An issue was discovered in adns before 1.5.2. It corrupts a pointer when a nameserver speaks first because of a wrong number of pointer dereferences. This bug may well be exploitable as a remote code execution.
An issue was discovered in adns before 1.5.2. adns_rr_info mishandles a bogus *datap. The general pattern for formatting integers is to sprintf into a fixed-size buffer. This is correct if the input is in the right range; if it isn't, the buffer may be overrun (depending on the sizes of the types on the current platform). Of course the inputs ought to be right. And there are pointers in there too, so perhaps one could say that the caller ought to check these things. It may be better to require the caller to make the pointer structure right, but to have the code here be defensive about (and tolerate with an error but without crashing) out-of-range integer values. So: it should defend each of these integer conversion sites with a check for the actual permitted range, and return adns_s_invaliddata if not. The lack of this check causes the SOA sign extension bug to be a serious security problem: the sign extended SOA value is out of range, and overruns the buffer when reconverted. This is related to sign extending SOA 32-bit integer fields, and use of a signed data type.
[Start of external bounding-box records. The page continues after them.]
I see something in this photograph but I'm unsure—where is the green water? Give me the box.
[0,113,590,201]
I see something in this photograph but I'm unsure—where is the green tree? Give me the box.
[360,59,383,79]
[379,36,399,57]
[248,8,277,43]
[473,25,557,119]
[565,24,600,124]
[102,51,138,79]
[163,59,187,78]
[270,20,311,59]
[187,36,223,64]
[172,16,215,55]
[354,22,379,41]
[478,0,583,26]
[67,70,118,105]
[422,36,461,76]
An issue was discovered in adns before 1.5.2. It overruns reading a buffer if a domain ends with backslash. If the query domain ended with \, and adns_qf_quoteok_query was specified, qdparselabel would read additional bytes from the buffer and try to treat them as the escape sequence. It would depart the input buffer and start processing many bytes of arbitrary heap data as if it were the query domain. Eventually it would run out of input or find some other kind of error, and declare the query domain invalid. But before then it might outrun available memory and crash. In principle this could be a denial of service attack.